How can we predict latent class membership for a new data set which is not part of the data set used for LCA? For example, if we conduct LCA based on male sample, can we get output file with the predicted class membership for females?
You can do this. It makes the assumption that the new sample comes from the same population as the original sample. This may not be justified in your case.
To do so, you need to fix all of the parameters to their estimated values using the original sample. You can use the SVALUES option of the OUTPUT command to get your MODEL command with those values as starting values.

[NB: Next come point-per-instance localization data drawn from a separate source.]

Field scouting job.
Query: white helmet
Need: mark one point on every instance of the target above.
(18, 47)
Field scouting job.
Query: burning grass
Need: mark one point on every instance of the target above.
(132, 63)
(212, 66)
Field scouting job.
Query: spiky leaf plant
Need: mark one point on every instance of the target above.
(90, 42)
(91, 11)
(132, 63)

You can do a global replace of * with @ to fix the values. Then estimate the model using the new data set asking for CPROBABILITIES in the SAVEDATA command.
I conducted LCA based on data collected up to 2009 (Sample 1). In year 2010, we collected new sample (Sample 2). I want to investigator whether using LCA model based on Sample 1 predict classmembership of Sample 2 is consistent with results from LCA analysis on Sample 2. If there were no missing data on Sample 2, I would use formulae for posterior probability to predict the classmembership. But we do have missing data on some indicators. What you advised makes sense to me.

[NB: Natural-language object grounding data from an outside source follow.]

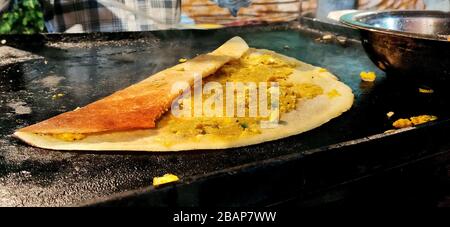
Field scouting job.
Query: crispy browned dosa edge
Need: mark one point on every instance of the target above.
(140, 105)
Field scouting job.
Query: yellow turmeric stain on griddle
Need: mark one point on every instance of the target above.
(413, 121)
(167, 178)
(69, 136)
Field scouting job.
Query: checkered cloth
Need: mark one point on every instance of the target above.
(93, 16)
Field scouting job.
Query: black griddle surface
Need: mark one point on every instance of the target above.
(87, 67)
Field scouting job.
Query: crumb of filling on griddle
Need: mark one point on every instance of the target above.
(426, 90)
(413, 121)
(57, 96)
(368, 76)
(333, 93)
(167, 178)
(402, 123)
(390, 114)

Do you have any sample M-plus syntax or similar example for doing this prediction I can follow?
I think you want to compare posterior probabilities using the sample 1 estimates on sample 2 and using sample 2 in a new analysis. The way you would do the first is ask for SVALUES in the analysis with sample 1. Then you would change the * to @ and use that input with the sample 2 data. All parameters in the model should be fixed. Ask for CPROBABILITIES in the SAVEDATA command.
Elina Dale posted on Tuesday, November 26, 2013 - 10:55 am
Dear Dr. Muthen,
I would like to assign compliance class membership and then use those estimates in my mediation model.
Basically, instead of using a 1-step approach (estimating compliance status & estimating effect of X on Y through M among compliers simultaneously), I'd like to use a 2-step approach.
First, estimate the compliance status for each observation. Second, estimate indirect effect of X on Y through M based on observed compliance class.
Could you please, help me with MPlus commands? I couldn't find it in the MPlus Guide. Thank you!
If in a first step you have created an observed binary variable of compliance status using Most Likely Class you can then in a second step simply use a multiple-group analysis using that binary variable as a GROUPING variable (see UG Index) in a model that is a standard mediation model
y ON M X; M ON X;
Note, however, that the entropy in the first step should be at least 0.8 for this to give trustworthy results. If less than 0.8, you want to study 3-step techniques in Web Note 15.
Elina Dale posted on Tuesday, November 26, 2013 - 7:50 pm
Thank you, Dr. Muthen, for such a prompt response! That's the thing, I have never created observed binary variables based on compliance status. That is the thing I do not know how to create such a variable in MPlus.
I know once you have them you use SAVE=CPROBABILITIES; to save them. But how do you I create them? I don't see an example in the MPlus Guide.
And once I create them, can I actually open the data set & see them (like in STATA when you can browse your data set)?
SAVE = CPROB not only gives the posterior class probabilities for each person but also gives the most likely class membership (the class that the person's posterior probability is highest for). You can also save any variable you want into this data set by using the Auxiliary command.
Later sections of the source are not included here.